Ximen Bing no tuvo más remedio que recitar la fórmula del «Paso Inmortal Fantasma», junto con varios detalles cruciales necesarios durante el cultivo.
Las fórmulas eran solo un aspecto; cómo combinarlas, usarlas y secuenciarlas eran complejidades en las que, si se cometía el más mínimo error, podían surgir problemas importantes.
Chen Guan tomó nota de todo lo que Ximen Bing dijo, y luego comenzó a sonsacarle y a poner a prueba sus respuestas, comprobando si se contradecía.
Las alteraciones improvisadas, cuando se interrogan repetidamente, revelan rápidamente sus fallos.
Sin embargo, Ximen Bing respondió con fluidez y recitó varias veces sin errores ni omisiones.
Cuando Chen Guan consideró que era suficiente, ya estaban cerca de la Ciudad Mei, lo bastante como para ver un pico montañoso que emergía del Mar de Nubes, adornado con flores de ciruelo en flor.
Las montañas emitían la fragancia de las flores de ciruelo; los edificios, parcialmente ocultos entre ellas, exhibían un ambiente de morada inmortal.
La Ciudad Mei carecía de murallas, pero no las necesitaba; aparte de la montaña donde residía la Ciudad Mei, no existía ningún punto de apoyo adecuado, lo que hacía que las murallas fueran irrelevantes.
Sin embargo, la Ciudad Mei tenía un sistema de defensa, con un escudo de defensa urbano que ofrecía capacidades defensivas.
—Benefactor, ya debería creer que el «Paso Inmortal Fantasma» que le di es real, ¿verdad? ¿Puede liberarme ya? —preguntó Ximen Bing con los dientes apretados.
—Por supuesto —dijo Chen Guan, deshaciendo las restricciones sobre Ximen Bing y devolviéndole la libertad.

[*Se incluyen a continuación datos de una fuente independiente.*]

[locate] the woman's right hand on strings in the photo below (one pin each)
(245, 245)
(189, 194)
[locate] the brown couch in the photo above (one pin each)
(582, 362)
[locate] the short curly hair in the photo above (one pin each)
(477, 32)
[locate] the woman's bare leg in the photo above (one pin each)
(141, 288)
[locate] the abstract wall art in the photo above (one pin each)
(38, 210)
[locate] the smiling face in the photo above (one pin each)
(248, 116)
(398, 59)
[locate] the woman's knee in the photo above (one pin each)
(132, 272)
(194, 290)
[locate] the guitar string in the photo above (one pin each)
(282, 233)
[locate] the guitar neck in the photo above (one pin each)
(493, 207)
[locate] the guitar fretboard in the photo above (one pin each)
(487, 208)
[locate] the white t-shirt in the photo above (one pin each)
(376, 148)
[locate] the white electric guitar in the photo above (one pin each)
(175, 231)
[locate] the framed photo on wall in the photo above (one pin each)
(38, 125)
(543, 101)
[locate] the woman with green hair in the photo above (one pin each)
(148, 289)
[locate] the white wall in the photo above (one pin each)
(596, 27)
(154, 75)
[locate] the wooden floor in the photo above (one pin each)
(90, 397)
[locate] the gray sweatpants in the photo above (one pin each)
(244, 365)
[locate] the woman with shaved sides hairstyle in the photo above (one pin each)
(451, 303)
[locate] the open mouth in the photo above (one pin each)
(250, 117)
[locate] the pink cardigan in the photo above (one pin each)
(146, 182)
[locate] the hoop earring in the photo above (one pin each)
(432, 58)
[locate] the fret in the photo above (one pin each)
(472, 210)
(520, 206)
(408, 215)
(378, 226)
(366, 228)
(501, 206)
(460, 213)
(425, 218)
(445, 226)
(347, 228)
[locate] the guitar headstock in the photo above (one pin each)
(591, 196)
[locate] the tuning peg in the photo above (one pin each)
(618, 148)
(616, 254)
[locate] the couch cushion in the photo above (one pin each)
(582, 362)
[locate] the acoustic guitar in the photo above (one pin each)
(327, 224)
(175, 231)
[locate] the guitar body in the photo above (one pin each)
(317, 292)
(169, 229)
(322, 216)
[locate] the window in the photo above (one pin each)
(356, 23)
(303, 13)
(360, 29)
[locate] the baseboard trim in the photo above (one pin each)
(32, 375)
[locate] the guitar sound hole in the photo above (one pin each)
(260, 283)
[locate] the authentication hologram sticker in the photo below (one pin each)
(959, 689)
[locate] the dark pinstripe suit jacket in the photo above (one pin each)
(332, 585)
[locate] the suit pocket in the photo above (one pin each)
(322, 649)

Esta vez, Ximen Bing no huyó de inmediato. En primer lugar, la Espada Inmortal Voladora estaba en poder de Chen Guan, por lo que su velocidad de escape era limitada.
En segundo lugar, aprendiendo de su error anterior, no planeó una huida inmediata y examinó rápidamente su reflejo.
Efectivamente, en el espejo, aunque Ximen Bing ya no babeaba ni tenía los ojos desviados, su mejilla estaba flácida y la comisura de la boca ligeramente torcida, pareciendo una vieja bruja de ojos triangulares y boca torcida. Era terriblemente antiestético.
—¡Ya te di el Paso Inmortal Fantasma, cúrame la cara! —exclamó Ximen Bing con urgencia.
—Sin prisas. Primero debo practicar el Paso Inmortal Fantasma; si tengo éxito y no hay problemas, ven a buscarme más tarde —respondió Chen Guan con indiferencia.
Ximen Bing pensó: «Buscarte es como perseguir fantasmas; ni siquiera sé quién eres, ¿dónde voy a encontrarte?».
Se sentía frustrada, ansiosa e impotente, lamentando su desgracia por haberse encontrado con una persona así, peor que el pretencioso Rey Shenwu.
El Rey Shenwu solo quería el Paso Inmortal Fantasma, pero esta persona, a pesar de haberse apoderado tanto del Paso Inmortal Fantasma como de la Espada Inmortal Voladora, no le arreglaba la cara.
En retrospectiva, habría preferido caer en manos del Rey Shenwu.
Como si pensar en él lo hubiera invocado, la Tortuga de Espalda Negra del Rey Shenwu se acercó al Palanquín Fantasma sin que se dieran cuenta, aproximándose a ellos.